Writing is hard. Writing a book is the marathon of the writing craft. Writing a great book is more akin to creating an artistic masterpiece or Unicorn startup. It’s nearly divine. But it starts with a lot—I repeat, a LOT—of hard work.

And that’s why people do it.

A certain subset of humans have never shied away from hard things. Writing a book ranks among the pantheon of intellectual feats that still inspires awe after 600+ years. And despite the flourish of content machines at our disposal today, I don’t expect book-writing to go away anytime soon. In fact, books may be on the upswing as people take back their attention from social media and seek our more intentional uses of their time.

As a publisher, I think a lot about AI and its use-cases in the book world. Yes, there are people who claim they can use AI to churn out a book in days, even hours. And while their claims become more true by the day, it doesn’t take away from the feat of writing a book the old fashioned way: collecting enormous amounts of research and experiences and distilling it into a narrative that enthralls.

Just like the car didn’t replace the marathon race (if anything, this convenience made running more popular than ever), AI will not replace the writer, and certainly not the author.

A rare connection

As long as there is a human desire to connect with others, there will be books. Humans aren’t just social creatures, but communicators by nature. We crave connection with others—it’s why our brains treat social media like sugar or heroin. It’s feeds our dopamine receptors the way fast food feeds our stomachs: cheaply and endlessly.

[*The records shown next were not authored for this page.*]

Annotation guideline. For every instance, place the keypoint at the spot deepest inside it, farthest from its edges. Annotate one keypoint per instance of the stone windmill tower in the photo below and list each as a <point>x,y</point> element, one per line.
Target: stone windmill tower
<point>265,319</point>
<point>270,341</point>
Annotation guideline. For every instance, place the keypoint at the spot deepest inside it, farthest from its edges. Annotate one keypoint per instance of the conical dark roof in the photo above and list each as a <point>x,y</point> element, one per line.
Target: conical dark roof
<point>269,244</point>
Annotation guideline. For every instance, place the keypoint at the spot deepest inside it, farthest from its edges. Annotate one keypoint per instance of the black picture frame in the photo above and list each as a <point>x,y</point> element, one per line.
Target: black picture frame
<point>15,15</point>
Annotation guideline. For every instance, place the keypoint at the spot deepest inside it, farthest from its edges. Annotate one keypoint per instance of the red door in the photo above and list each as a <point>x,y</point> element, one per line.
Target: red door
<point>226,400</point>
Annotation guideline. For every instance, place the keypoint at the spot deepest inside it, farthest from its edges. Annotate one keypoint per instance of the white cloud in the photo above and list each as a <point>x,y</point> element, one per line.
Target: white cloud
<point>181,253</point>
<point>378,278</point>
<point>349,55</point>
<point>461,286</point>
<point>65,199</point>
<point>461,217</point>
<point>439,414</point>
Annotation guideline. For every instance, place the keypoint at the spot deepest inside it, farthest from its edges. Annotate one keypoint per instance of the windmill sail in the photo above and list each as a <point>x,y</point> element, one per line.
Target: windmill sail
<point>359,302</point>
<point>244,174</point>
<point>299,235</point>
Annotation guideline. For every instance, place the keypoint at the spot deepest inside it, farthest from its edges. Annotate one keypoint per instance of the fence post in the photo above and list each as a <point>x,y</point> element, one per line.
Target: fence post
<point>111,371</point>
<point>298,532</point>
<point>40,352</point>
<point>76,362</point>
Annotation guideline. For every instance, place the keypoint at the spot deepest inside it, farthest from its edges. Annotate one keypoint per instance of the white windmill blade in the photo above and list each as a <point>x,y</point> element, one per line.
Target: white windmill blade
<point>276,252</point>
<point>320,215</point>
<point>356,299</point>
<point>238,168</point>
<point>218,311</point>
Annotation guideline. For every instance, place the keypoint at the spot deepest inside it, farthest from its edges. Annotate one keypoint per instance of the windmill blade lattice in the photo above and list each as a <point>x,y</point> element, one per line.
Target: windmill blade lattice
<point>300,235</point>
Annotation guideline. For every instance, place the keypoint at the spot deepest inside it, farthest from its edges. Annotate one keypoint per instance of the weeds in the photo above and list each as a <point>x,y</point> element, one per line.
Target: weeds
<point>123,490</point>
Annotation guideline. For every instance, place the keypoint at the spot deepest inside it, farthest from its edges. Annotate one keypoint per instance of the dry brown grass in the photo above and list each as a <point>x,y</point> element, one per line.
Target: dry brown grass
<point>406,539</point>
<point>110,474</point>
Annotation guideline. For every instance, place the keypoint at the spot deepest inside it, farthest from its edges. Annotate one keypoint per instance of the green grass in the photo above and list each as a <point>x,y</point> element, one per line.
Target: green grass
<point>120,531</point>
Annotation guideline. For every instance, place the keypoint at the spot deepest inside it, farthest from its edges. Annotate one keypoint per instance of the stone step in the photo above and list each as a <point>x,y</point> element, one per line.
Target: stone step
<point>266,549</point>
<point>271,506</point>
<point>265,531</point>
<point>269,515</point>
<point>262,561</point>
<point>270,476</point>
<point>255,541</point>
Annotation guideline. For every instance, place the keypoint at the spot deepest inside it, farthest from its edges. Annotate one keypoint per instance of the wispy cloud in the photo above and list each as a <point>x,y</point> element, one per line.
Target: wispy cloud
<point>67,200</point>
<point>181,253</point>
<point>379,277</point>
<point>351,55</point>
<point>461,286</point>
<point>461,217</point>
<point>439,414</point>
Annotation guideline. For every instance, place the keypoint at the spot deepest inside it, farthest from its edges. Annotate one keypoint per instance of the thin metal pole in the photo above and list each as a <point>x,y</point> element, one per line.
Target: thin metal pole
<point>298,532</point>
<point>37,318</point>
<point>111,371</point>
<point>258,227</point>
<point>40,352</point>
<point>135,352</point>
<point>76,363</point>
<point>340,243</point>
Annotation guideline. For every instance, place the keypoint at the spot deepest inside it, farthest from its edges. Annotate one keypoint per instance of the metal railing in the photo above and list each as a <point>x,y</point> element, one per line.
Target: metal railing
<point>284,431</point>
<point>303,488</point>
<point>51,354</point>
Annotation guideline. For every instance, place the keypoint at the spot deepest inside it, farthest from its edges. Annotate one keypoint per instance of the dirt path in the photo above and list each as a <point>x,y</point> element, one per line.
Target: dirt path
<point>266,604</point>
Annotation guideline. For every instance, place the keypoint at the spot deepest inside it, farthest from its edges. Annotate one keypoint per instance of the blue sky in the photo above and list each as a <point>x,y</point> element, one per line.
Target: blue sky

But books… books are connections of a highest order. Because they are so hard to write, only authors with something truly worthwhile to say will bother writing them (and I’m explicitly referring to good books written for their own sake, not the “business card” books churned out by vanity publishers and content mills).

The process of researching, writing, distilling, re-writing, editing, and packaging work to craft a keen message that is rare in the world today. Yes, there may be a fast food joint on every corner, but they only serve to amplify the spectacular restaurant experience, not take away from it. Social Media and junk food content only makes books more desirable and more important—thus, there will always be people eager to write them.

I wrote my book, Great Founders Write, after 5 years of working with founders and startups on marketing content. I saw a problem over and over again: the smartest founders struggled to share their knowledge in interesting and concise ways. I wrote the book because I wanted to help these founders and felt like I was qualified to do so. It still took me two years to write and publish.

Writing books are hard. Which is exactly why they are worth writing—and reading.